Texas asks court to decide if the state's migrant arrest law went too far

A attorney defending Texas’ plans to arrest migrants who enter the U.S. illegally has told a panel of federal judges that the law may have “went too far” but that will be up the court to decide

Credit: AP

Credit: AP

AUSTIN, Texas (AP) — An attorney defending Texas' plans to arrest migrants who enter the U.S. illegally told a panel of federal judges Wednesday that it's possible the law "went too far" but that will be up to the court to decide.

The comment was made to a 5th U.S. Circuit Court of Appeals panel that has already previously halted Republican Gov. Greg Abbott's strict immigration measure. Similar proposals that would allow local police to arrest migrants are now moving through other GOP-led statehouses, including many far from the U.S.-Mexico border.

Texas was allowed to enforce the law for only a few confusing hours last month before it was put on hold by the same three-judge panel that heard arguments Wednesday. No arrests were announced during that brief window.

“What Texas has done here is they have looked at the Supreme Court’s precedent and they have tried to develop a statute that goes up to the line of Supreme Court precedent but no further,” Texas Solicitor General Aaron Nielson said. "Now, to be fair, maybe Texas went too far and that is the question this court is going to have to decide.”

The panel did not indicate whether it believed Texas has overstepped but later questioned Nielson about the specifics and application of the law.

During the hourlong hearing in New Orleans, the Justice Department argued that Texas was trying to usurp the federal government's authority over immigration enforcement. Texas, however, insisted it would work with the federal government.

The law, known as SB4, allows any Texas law enforcement officer to arrest people suspected of entering the country illegally. Once in custody, migrants could either agree to a Texas judge’s order to leave the U.S. or be prosecuted on misdemeanor charges of illegal entry. Migrants who don’t leave could face arrest again under more serious felony charges.

Asked how the state would enforce judges' orders for migrants to return to the country from which they entered the U.S. illegally, Nielson said they would be turned over to federal officials at ports of entry. He then stumbled to explain how that is different from what is happening at the border now. At one point, Chief Judge Priscilla Richman questioned what, then, the provision accomplished.

Daniel Tenny, an attorney representing the U.S. government, said the state was attempting to “rewrite Texas SB4 from the podium with regard to the removal provision.”
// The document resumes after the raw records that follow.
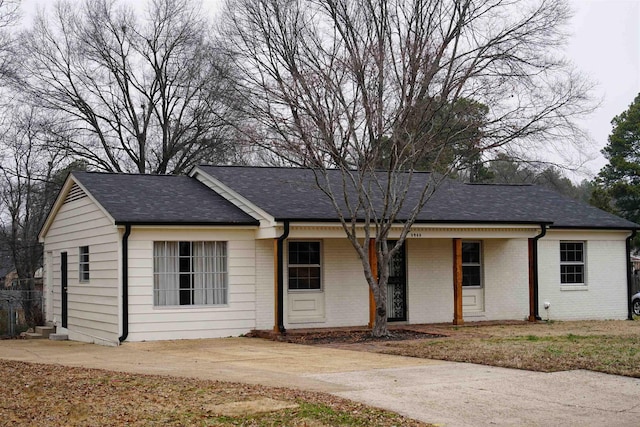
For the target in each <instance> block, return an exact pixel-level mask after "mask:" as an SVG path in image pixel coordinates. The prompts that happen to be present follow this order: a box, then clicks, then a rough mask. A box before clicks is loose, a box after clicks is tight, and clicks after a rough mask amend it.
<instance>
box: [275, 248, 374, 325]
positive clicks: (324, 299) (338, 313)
mask: <svg viewBox="0 0 640 427" xmlns="http://www.w3.org/2000/svg"><path fill="white" fill-rule="evenodd" d="M285 248H286V245H285ZM285 252H286V250H285ZM285 258H286V254H285ZM286 270H287V269H286V264H285V289H286V286H287V277H286V275H287V271H286ZM322 274H323V279H322V286H323V290H322V292H321V293H320V294H318V293H314V292H312V293H314V294H315V295H314V297H315V298H320V299H322V301H320V303H319V305H321V306H322V307H323V308H324V319H325V320H324V321H323V322H305V323H292V322H290V320H291V319H288V318H287V317H289V316H287V314H286V313H288V302H289V301H290V300H291V299H292V298H295V297H296V296H297V295H300V292H285V310H284V312H285V327H287V328H317V327H323V328H326V327H339V326H363V325H366V324H367V323H368V322H369V287H368V285H367V282H366V280H365V278H364V274H363V270H362V263H361V262H360V258H359V257H358V254H357V253H356V251H355V249H353V246H352V245H351V243H349V241H348V240H347V239H324V240H322Z"/></svg>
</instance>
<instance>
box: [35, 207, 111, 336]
mask: <svg viewBox="0 0 640 427" xmlns="http://www.w3.org/2000/svg"><path fill="white" fill-rule="evenodd" d="M118 241H119V240H118V231H117V229H116V228H115V226H114V225H113V224H112V223H111V221H110V220H109V219H108V218H107V217H106V216H105V215H104V213H103V212H102V211H101V210H100V209H99V208H98V206H97V205H96V204H94V203H93V202H92V201H91V199H89V198H88V197H84V198H82V199H79V200H75V201H71V202H68V203H66V204H64V205H62V207H61V208H60V210H59V211H58V214H57V215H56V218H55V220H54V221H53V223H52V224H51V227H50V228H49V230H48V233H47V235H46V236H45V244H44V251H45V253H49V252H51V268H47V273H49V272H51V273H52V276H53V277H52V278H51V279H49V278H47V279H46V281H45V283H46V284H47V286H49V285H52V286H53V292H50V291H49V290H47V292H46V295H48V296H52V298H53V301H52V302H51V303H48V304H47V305H46V306H47V308H48V311H47V313H46V317H47V320H49V321H55V322H56V324H57V325H60V323H61V321H62V318H61V315H62V307H61V298H60V296H61V292H60V280H61V276H60V253H61V252H67V263H68V291H67V313H68V321H67V326H68V328H67V329H68V332H69V338H71V339H74V340H79V341H88V342H103V341H106V342H109V343H117V341H118V336H119V326H118V316H119V308H118V296H119V287H118V283H119V280H118V267H119V263H118V257H119V253H118V251H119V245H118ZM80 246H89V271H90V280H89V282H86V283H85V282H82V283H81V282H80V281H79V272H78V252H79V249H78V248H79V247H80ZM49 309H50V310H51V311H49Z"/></svg>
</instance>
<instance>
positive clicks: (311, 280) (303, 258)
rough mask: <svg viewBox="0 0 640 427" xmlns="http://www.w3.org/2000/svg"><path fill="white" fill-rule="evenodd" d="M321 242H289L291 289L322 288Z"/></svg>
mask: <svg viewBox="0 0 640 427" xmlns="http://www.w3.org/2000/svg"><path fill="white" fill-rule="evenodd" d="M320 270H321V268H320V242H296V241H293V242H289V289H290V290H308V289H316V290H317V289H320V288H321V280H320Z"/></svg>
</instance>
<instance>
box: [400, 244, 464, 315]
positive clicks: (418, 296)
mask: <svg viewBox="0 0 640 427" xmlns="http://www.w3.org/2000/svg"><path fill="white" fill-rule="evenodd" d="M406 246H407V270H408V272H407V282H408V284H407V287H408V295H407V304H408V313H407V320H408V321H409V323H438V322H451V321H452V320H453V243H452V240H451V239H414V240H407V243H406Z"/></svg>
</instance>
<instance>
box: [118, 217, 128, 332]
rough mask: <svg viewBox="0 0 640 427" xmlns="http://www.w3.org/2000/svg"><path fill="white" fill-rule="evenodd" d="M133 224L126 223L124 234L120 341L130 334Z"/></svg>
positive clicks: (125, 225)
mask: <svg viewBox="0 0 640 427" xmlns="http://www.w3.org/2000/svg"><path fill="white" fill-rule="evenodd" d="M130 234H131V224H125V229H124V234H123V235H122V335H121V336H120V337H118V341H119V342H124V340H126V339H127V335H129V235H130Z"/></svg>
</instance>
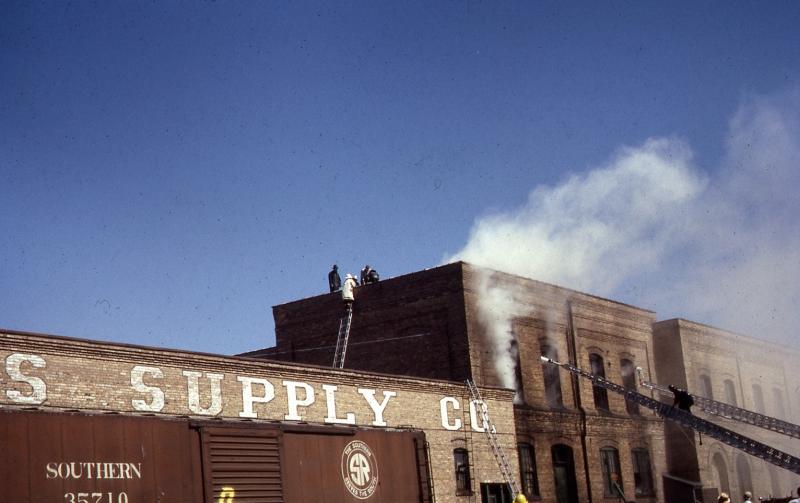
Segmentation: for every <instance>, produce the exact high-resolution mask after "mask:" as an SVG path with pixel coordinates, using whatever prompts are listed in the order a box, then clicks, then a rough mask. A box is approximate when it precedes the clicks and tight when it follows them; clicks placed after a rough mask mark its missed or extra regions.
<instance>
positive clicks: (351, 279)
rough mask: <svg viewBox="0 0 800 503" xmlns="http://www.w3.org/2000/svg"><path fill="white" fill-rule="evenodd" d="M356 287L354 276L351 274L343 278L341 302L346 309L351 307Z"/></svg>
mask: <svg viewBox="0 0 800 503" xmlns="http://www.w3.org/2000/svg"><path fill="white" fill-rule="evenodd" d="M356 285H358V282H357V281H356V278H355V276H353V275H352V274H348V275H347V276H345V279H344V284H343V285H342V300H343V301H344V304H345V306H347V308H348V309H349V308H350V307H351V306H352V305H353V300H354V299H355V297H354V294H355V289H356Z"/></svg>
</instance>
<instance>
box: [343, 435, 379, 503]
mask: <svg viewBox="0 0 800 503" xmlns="http://www.w3.org/2000/svg"><path fill="white" fill-rule="evenodd" d="M342 480H344V486H345V487H346V488H347V490H348V491H350V494H352V495H353V496H355V497H356V498H358V499H362V500H363V499H367V498H369V497H370V496H372V495H373V494H374V493H375V489H377V487H378V463H377V461H375V455H374V454H372V450H370V448H369V446H368V445H367V444H365V443H364V442H362V441H361V440H353V441H352V442H350V443H349V444H347V445H346V446H345V448H344V450H343V451H342Z"/></svg>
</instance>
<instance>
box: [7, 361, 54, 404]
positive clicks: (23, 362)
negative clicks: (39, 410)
mask: <svg viewBox="0 0 800 503" xmlns="http://www.w3.org/2000/svg"><path fill="white" fill-rule="evenodd" d="M25 362H27V363H29V364H30V365H31V367H33V368H35V369H43V368H45V367H46V366H47V363H46V362H45V361H44V358H42V357H41V356H37V355H25V354H22V353H13V354H10V355H8V356H7V357H6V373H7V374H8V377H10V378H11V380H12V381H16V382H24V383H26V384H28V385H29V386H30V387H31V392H30V393H29V394H23V393H22V392H21V391H19V390H15V389H10V390H6V396H7V397H8V398H10V399H11V400H12V401H13V402H15V403H24V404H27V405H39V404H41V403H43V402H44V401H45V400H46V399H47V386H46V385H45V384H44V381H43V380H41V379H39V378H38V377H33V376H29V375H25V374H23V373H22V364H23V363H25Z"/></svg>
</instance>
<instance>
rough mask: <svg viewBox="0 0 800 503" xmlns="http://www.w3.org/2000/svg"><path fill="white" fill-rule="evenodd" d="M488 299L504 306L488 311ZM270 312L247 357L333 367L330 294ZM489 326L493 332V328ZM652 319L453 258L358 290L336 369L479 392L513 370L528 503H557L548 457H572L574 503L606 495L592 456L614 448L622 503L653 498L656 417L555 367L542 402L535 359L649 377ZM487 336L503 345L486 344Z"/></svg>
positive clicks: (662, 461) (658, 444)
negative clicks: (524, 448) (642, 475)
mask: <svg viewBox="0 0 800 503" xmlns="http://www.w3.org/2000/svg"><path fill="white" fill-rule="evenodd" d="M495 298H497V299H499V301H498V302H499V304H500V305H501V306H503V307H502V308H498V309H496V310H495V309H486V307H487V305H490V303H492V302H494V301H495V300H497V299H495ZM273 312H274V316H275V325H276V347H274V348H269V349H265V350H260V351H254V352H251V353H248V354H247V356H257V357H264V358H272V359H280V360H285V361H292V362H304V363H314V364H321V365H330V364H331V363H332V361H333V353H334V349H335V342H336V335H337V329H338V323H339V318H340V317H341V315H342V313H343V305H342V301H341V299H340V296H339V295H338V294H326V295H320V296H317V297H313V298H309V299H304V300H300V301H297V302H291V303H288V304H283V305H280V306H276V307H275V308H274V309H273ZM495 318H502V319H499V320H498V319H495ZM498 321H499V322H500V323H499V324H500V325H501V329H500V330H494V331H493V330H492V326H495V325H496V324H497V322H498ZM654 321H655V315H654V313H652V312H650V311H646V310H643V309H639V308H636V307H633V306H628V305H625V304H621V303H618V302H613V301H610V300H607V299H602V298H599V297H595V296H591V295H587V294H583V293H580V292H576V291H572V290H568V289H564V288H560V287H557V286H553V285H549V284H545V283H541V282H538V281H534V280H530V279H526V278H521V277H518V276H513V275H509V274H505V273H500V272H496V271H490V270H486V269H482V268H478V267H475V266H472V265H470V264H466V263H455V264H449V265H445V266H442V267H437V268H434V269H430V270H426V271H422V272H418V273H413V274H408V275H404V276H401V277H398V278H393V279H389V280H384V281H381V282H379V283H376V284H371V285H365V286H361V287H359V288H357V290H356V300H355V303H354V308H353V324H352V330H351V334H350V343H349V345H348V349H347V359H346V362H345V367H346V368H353V369H359V370H371V371H381V372H388V373H397V374H403V375H410V376H417V377H428V378H440V379H448V380H454V381H463V380H464V379H466V378H472V379H474V380H475V382H476V383H478V384H479V385H484V386H501V387H502V386H505V387H513V386H514V383H513V376H514V375H516V378H517V380H518V382H517V385H518V388H519V390H520V391H519V396H518V398H519V400H518V403H517V404H516V406H515V416H516V419H515V421H516V429H517V440H518V441H519V442H522V443H526V444H529V445H530V446H532V447H533V451H534V460H535V464H536V468H537V469H536V474H537V477H538V486H539V495H538V498H537V497H536V496H535V495H532V496H533V497H534V499H540V500H542V501H556V492H557V491H558V490H559V489H558V488H557V487H556V486H557V484H556V482H555V481H556V473H559V474H563V472H564V466H562V465H561V464H559V463H560V461H559V460H558V459H555V458H559V459H560V457H562V456H563V454H564V453H565V452H566V453H569V454H571V457H572V466H571V467H568V468H569V469H571V470H572V471H573V472H574V473H573V474H571V476H572V477H574V485H575V487H574V490H575V491H576V494H575V495H576V496H577V498H578V499H579V500H580V501H587V500H589V499H591V500H592V501H603V500H605V499H613V498H611V497H609V496H607V494H606V492H607V491H606V489H605V487H604V482H603V472H602V462H601V449H613V450H614V451H615V452H616V453H617V454H618V457H619V462H620V472H621V475H622V477H621V478H622V486H623V488H624V491H625V495H626V498H627V499H629V500H632V499H634V498H635V499H636V500H637V501H654V502H655V501H662V500H663V498H662V492H661V491H662V489H661V482H660V475H661V474H662V473H665V472H666V471H667V470H666V464H665V458H666V455H665V451H664V433H663V424H662V422H661V421H660V420H658V419H657V418H655V417H654V416H653V415H652V414H650V413H648V411H644V410H642V411H636V412H635V413H632V412H631V411H629V410H628V407H627V406H626V404H625V401H624V400H623V399H622V397H621V396H618V395H614V394H613V393H609V394H608V403H607V406H606V405H604V406H603V407H601V408H597V407H595V401H594V396H593V391H592V386H591V385H590V383H588V381H580V382H578V381H573V379H572V378H571V376H570V375H568V374H566V373H565V372H563V371H561V372H556V373H555V376H554V377H553V374H552V370H551V371H550V372H551V374H550V378H551V379H554V380H555V381H556V382H557V383H558V384H557V385H556V386H558V387H560V389H561V400H560V401H555V400H553V399H552V396H551V398H548V389H546V388H547V386H546V385H545V375H544V374H545V373H546V372H548V370H547V369H546V368H545V367H544V366H543V365H542V363H541V361H540V359H539V356H540V355H541V354H542V353H543V351H545V350H547V351H548V352H549V354H551V355H552V356H557V357H558V358H559V359H560V360H562V361H571V362H573V363H575V364H577V365H579V366H581V367H583V368H586V369H588V368H590V361H589V360H590V354H595V355H596V356H595V358H596V357H597V356H599V357H601V358H602V362H603V367H604V369H605V374H606V377H607V378H609V379H611V380H612V381H615V382H622V381H623V378H622V366H621V365H622V362H623V360H625V361H628V362H632V363H633V364H635V365H637V366H641V367H643V368H644V369H645V372H646V374H647V375H648V376H650V378H651V379H653V378H654V376H655V368H654V361H653V346H652V328H651V327H652V323H653V322H654ZM503 323H505V324H503ZM495 332H500V337H501V338H502V339H503V341H502V342H500V343H497V342H494V339H493V336H492V334H493V333H495ZM512 341H513V342H512ZM509 346H513V348H512V352H510V353H509V351H508V349H509ZM514 350H516V352H517V353H518V358H514V354H513V351H514ZM498 357H504V358H501V359H504V360H505V361H506V364H508V362H509V361H510V362H511V367H512V368H511V370H510V372H511V373H512V381H511V384H510V385H509V381H508V378H505V379H504V378H503V375H504V374H506V375H507V374H508V369H504V367H502V366H498V365H497V364H496V363H495V360H497V359H498ZM506 366H508V365H506ZM514 367H515V368H514ZM519 380H521V385H519V384H520V382H519ZM550 387H551V388H552V387H553V384H552V382H551V384H550ZM556 402H557V403H556ZM634 449H635V450H643V451H646V452H647V454H648V455H649V459H650V466H649V469H650V473H651V476H652V479H653V490H652V492H647V494H636V493H637V484H636V481H635V480H634V475H633V472H634V468H633V463H634V461H633V459H632V456H633V455H632V452H633V450H634ZM554 456H555V458H554ZM556 465H558V467H557V466H556ZM559 487H560V488H561V490H563V489H564V488H563V484H561V486H559ZM459 501H460V499H459ZM465 501H466V500H465Z"/></svg>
Richman, an appointee of Republican President George W. Bush, previously ruled in favor of temporarily halting the law.

Judge Andrew Oldham, who was appointed by President Donald Trump and previously opposed the stop, suggested each provision of the law should be scrutinized to determine which, if any, are preempted by federal mandates. Oldham also posed scenarios to attorneys for the federal government of how elements of the law could play out.
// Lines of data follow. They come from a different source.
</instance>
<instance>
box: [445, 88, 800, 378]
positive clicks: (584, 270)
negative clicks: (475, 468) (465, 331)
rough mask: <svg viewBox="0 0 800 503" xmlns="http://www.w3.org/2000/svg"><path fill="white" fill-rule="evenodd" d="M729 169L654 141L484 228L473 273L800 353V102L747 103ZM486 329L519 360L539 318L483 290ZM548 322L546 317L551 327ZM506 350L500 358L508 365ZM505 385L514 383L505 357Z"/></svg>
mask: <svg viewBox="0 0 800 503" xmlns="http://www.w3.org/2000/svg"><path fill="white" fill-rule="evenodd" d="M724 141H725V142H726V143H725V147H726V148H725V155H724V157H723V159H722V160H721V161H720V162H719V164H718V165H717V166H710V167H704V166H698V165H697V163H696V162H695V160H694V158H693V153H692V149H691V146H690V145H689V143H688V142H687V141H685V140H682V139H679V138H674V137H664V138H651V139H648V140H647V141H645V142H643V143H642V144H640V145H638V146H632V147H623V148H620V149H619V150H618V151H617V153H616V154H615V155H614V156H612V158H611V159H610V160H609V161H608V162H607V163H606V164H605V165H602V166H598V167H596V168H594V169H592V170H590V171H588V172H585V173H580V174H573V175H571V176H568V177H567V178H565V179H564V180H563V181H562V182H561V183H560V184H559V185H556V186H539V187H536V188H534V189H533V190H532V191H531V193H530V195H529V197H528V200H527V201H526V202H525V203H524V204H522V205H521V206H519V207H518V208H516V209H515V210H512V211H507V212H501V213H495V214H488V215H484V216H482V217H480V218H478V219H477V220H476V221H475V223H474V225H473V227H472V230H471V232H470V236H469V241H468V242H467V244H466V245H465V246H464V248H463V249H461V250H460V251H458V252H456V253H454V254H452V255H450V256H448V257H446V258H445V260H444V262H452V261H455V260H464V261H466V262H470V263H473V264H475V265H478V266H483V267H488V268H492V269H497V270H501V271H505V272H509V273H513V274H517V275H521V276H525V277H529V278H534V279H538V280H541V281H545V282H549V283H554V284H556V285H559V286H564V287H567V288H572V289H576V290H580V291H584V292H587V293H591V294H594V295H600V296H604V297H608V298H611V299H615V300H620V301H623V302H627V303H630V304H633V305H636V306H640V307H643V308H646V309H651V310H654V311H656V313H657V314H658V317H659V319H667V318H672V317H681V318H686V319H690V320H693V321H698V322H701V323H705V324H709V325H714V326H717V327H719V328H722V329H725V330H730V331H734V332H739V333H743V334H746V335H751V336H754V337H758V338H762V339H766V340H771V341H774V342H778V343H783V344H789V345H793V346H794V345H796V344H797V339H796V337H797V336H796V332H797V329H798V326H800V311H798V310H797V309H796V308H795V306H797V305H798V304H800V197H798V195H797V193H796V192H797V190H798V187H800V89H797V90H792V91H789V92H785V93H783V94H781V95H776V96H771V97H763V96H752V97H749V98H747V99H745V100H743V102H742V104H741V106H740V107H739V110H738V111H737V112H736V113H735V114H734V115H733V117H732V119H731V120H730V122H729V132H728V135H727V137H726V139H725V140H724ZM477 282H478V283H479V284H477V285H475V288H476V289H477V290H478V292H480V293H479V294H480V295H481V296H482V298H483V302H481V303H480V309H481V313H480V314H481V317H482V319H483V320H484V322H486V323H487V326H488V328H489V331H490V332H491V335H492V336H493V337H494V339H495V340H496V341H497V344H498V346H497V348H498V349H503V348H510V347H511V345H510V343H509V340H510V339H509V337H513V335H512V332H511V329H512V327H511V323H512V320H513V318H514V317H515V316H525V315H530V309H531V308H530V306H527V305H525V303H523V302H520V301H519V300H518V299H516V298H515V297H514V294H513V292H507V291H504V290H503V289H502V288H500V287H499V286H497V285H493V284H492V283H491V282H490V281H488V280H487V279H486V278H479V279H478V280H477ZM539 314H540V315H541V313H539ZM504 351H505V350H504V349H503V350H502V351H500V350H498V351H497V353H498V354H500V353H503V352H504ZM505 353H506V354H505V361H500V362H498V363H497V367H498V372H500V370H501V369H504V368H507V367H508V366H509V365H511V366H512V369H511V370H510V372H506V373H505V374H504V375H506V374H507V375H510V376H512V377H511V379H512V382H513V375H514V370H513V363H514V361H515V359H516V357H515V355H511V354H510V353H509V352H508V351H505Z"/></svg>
“If the court is persuaded that the criminal provisions of SB4 are preempted by federal law, as it indicated it was likely to do in the stay opinion, then really nothing that was said about the removal provisions matters,” Tenny said.

Abbott and other Republicans who approved the law say it’s necessary because President Joe Biden’s administration is not doing enough to prevent illegal border crossings. Justice Department officials have said it would create chaos in the enforcement of immigration law and affect foreign relations.

In the panel's 2-1 decision last month, Richman cited a 2012 Supreme Court decision that struck down portions of a strict Arizona immigration law, including arrest power. Opponents of the Texas law have said it is the most dramatic attempt by a state to police immigration since that Arizona law.

The panel's March 19 ruling came hours after the U.S. Supreme Court cleared the way for the Texas law to take effect. The high court, however, did not rule on the merits of the law and sent the case back to the appeals court for further proceedings.